Examples of Unsupervised Learning

Convex sets: In Euclidean space, an object is convex if for every pair of points within the object, every point on the straight line segment that joins them is also within the object.

This is buzzing around the internet

K-Means

The KMeans algorithm clusters data by trying to separate samples in n groups of equal variance. It scales well to large number of samples and has been used across a large range of application areas in many different fields.

Algorithm

  1. A choice of k initial centers for the clusters.
  2. Assign each observation to the closest center, \(O(ndk)\).
  3. Estimate new centers as average of observations in a cluster, \(O(nd)\).

Repeat 2. and 3. until centers and assignments do not change anymore. Iteration stops when centroids move less than the tolerance.

  • The idea is to minimize the function \(J = \sum_{i=1}^k\sum_{j=1}^n u_{ij}||\mathbf{x}_j-\mathbf{v}_i||^2_2\), where \(u_{ij}\) is 1 if the point \(\mathbf{x}_j\) belongs to cluster \(i\), and 0 otherwise; \(\mathbf{v}_i\) is the centroid of the \(i\)th cluster. This is also called inertia, or within-cluster sum-of-squares.
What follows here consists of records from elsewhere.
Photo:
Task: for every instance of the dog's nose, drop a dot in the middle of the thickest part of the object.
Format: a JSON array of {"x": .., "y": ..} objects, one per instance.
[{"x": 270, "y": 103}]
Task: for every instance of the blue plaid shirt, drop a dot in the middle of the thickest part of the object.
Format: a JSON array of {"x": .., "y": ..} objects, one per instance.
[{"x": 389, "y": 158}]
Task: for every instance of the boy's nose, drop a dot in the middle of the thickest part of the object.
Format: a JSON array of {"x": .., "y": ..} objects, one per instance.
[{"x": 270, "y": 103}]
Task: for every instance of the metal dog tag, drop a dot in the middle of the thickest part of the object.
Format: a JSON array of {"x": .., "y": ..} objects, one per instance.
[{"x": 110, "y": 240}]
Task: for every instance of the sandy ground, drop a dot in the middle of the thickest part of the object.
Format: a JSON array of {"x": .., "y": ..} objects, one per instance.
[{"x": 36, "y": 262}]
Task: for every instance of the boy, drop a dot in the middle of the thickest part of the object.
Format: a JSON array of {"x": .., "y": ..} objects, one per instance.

  • Inertia makes the assumption that clusters are convex and isotropic, which is not always the case. It responds poorly to elongated clusters, or manifolds with irregular shapes.

  • In very high-dimensional spaces, Euclidean distances tend to become inflated (this is an instance of the so-called “curse of dimensionality”). Running a dimensionality reduction algorithm such as Principal component analysis (PCA) prior to k-means clustering can alleviate this problem and speed up the computations.

  • But the partition matrix \({\mathbf{U}}=[u]_{ij}\) is discrete, so we cannot use gradients to help us minimize.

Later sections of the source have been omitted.